Here’s how to stop car windows steaming up and the fastest way to demist your windscreen
Gah! You’ve got in your car and realised that the windscreen is all foggy. It only ever happens when you’re in a rush, doesn’t it? We’ll keep this intro short, and tell you how to demist your windscreen as quickly as possible.
Whether your car windscreen is misted over or covered in ice, it’s important to fully clear your windows before you set off. Not doing so will reduce your vision and put other road users at risk – and you could be fined if the police spot you.
How to demist car windows
You’ll be able to demist your car windows by using your air conditioning in conjunction with your heater. Air con isn’t just used to cool your car down on hot days – in wet or humid weather it can also keep the atmosphere inside your car dry. You can make sure your air con is working by seeing if it feels cold when you turn the temperature all the way down.
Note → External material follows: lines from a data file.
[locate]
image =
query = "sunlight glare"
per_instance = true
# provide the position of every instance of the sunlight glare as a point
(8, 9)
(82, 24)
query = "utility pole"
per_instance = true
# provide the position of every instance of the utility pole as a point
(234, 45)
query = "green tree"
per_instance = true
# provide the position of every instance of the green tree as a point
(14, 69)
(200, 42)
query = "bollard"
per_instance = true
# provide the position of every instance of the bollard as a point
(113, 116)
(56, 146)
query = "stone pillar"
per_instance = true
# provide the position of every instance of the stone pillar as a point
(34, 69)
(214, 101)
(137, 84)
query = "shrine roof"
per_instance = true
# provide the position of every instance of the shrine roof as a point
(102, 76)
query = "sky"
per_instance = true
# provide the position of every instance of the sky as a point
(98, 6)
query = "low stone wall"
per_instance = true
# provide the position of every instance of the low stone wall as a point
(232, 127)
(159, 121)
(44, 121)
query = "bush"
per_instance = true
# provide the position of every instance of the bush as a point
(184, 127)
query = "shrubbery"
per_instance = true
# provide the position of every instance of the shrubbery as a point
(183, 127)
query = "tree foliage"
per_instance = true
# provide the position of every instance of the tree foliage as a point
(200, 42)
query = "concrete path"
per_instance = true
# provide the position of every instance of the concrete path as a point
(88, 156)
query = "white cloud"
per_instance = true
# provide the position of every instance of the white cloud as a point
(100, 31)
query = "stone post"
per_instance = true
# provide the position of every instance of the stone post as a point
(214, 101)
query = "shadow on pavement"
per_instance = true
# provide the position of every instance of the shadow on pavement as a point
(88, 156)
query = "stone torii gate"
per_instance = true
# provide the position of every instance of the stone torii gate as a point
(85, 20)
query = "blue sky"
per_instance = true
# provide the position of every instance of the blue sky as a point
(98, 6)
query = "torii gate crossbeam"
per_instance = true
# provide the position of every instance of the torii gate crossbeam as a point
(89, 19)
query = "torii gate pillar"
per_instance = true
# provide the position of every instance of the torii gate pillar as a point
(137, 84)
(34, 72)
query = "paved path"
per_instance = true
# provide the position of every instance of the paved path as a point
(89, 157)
The instant reaction is to whack the heating all the way up to the hottest setting, but that can actually increase the time it takes to demist your windscreen. Instead, start your heater on cold and gradually increase the temperature. This is because the hot air can be wet at first, and so you’ll initially be adding moisture and not taking it away. Saying that, if you’re cold you’ll want to turn the heat right up – just accept it might take a bit longer than gradually increasing the heat.
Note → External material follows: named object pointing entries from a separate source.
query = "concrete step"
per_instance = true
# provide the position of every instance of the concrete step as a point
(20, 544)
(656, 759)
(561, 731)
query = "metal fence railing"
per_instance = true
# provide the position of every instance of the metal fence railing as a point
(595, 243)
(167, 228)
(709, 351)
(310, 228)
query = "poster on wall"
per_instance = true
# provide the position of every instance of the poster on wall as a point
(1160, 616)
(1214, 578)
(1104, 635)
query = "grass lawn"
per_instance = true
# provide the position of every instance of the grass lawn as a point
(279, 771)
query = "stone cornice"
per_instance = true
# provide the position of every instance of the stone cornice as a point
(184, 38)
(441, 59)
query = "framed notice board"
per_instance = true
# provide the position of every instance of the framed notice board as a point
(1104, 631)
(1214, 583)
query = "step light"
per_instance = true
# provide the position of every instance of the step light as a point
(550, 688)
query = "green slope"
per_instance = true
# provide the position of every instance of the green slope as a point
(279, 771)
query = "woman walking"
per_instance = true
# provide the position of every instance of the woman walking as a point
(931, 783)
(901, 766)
Quickest way to demist your windscreen
Many modern cars have climate control, or automatic air conditioning – the giveaways are an ‘auto’ setting and a windscreen heating button. Pressing this windscreen button is a quick way to demist your windscreen. A few cars, such as the Ford Fiesta, have heated front windscreens, but most direct a blast of air at the base of the windscreen. Many electric and plug-in hybrid cars allow you to precondition the cabin before you get in if the car is charging.
How to demist a windscreen without air con
If your car isn’t blessed with air conditioning, you can demist your windscreen by opening your windows. This probably isn’t what you want to hear on a cold morning, but cold, dry air from outside can help to get rid of some of the moisture inside the car. This can help if your windows get foggy when you’re on the move as well as before you set off.
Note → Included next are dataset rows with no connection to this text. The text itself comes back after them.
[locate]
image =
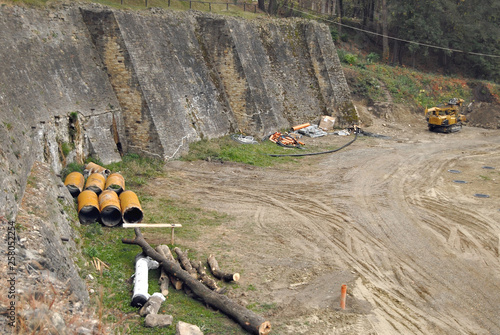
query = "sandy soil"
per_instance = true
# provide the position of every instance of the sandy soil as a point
(418, 251)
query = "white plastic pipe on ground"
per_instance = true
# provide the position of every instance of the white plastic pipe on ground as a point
(142, 266)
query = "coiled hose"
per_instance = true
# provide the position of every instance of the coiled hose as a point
(318, 153)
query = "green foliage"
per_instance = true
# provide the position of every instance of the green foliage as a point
(116, 285)
(225, 149)
(410, 86)
(347, 58)
(66, 148)
(334, 33)
(137, 169)
(372, 57)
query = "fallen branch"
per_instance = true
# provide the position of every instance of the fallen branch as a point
(214, 267)
(205, 279)
(247, 319)
(165, 251)
(185, 263)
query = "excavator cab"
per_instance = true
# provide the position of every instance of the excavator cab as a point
(447, 118)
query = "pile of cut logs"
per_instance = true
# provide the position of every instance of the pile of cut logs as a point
(192, 276)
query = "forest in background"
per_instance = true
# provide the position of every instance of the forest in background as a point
(444, 36)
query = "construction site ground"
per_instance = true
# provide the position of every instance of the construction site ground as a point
(416, 244)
How to stop car windows steaming up
It can be hard to stop your car windows steaming up in certain weather, but you should make sure that your air conditioning system is working as it should. If the air con doesn’t come out cold or you’re finding it hard to clear the windscreen, you may need an air con regas from your local service centre, which typically costs between £50-£100.
Alternatively, you could buy a demister pad and keep it in your car. These vary from super-cheap sponges from a supermarket to things that look like hot water bottles with absorbent crystals inside. Some car dehumidifiers are electric – they clear the condensation quickly but can be noisy and need recharging – but many are bags that you can place on the dashboard and keep in the glovebox when you’re not using them.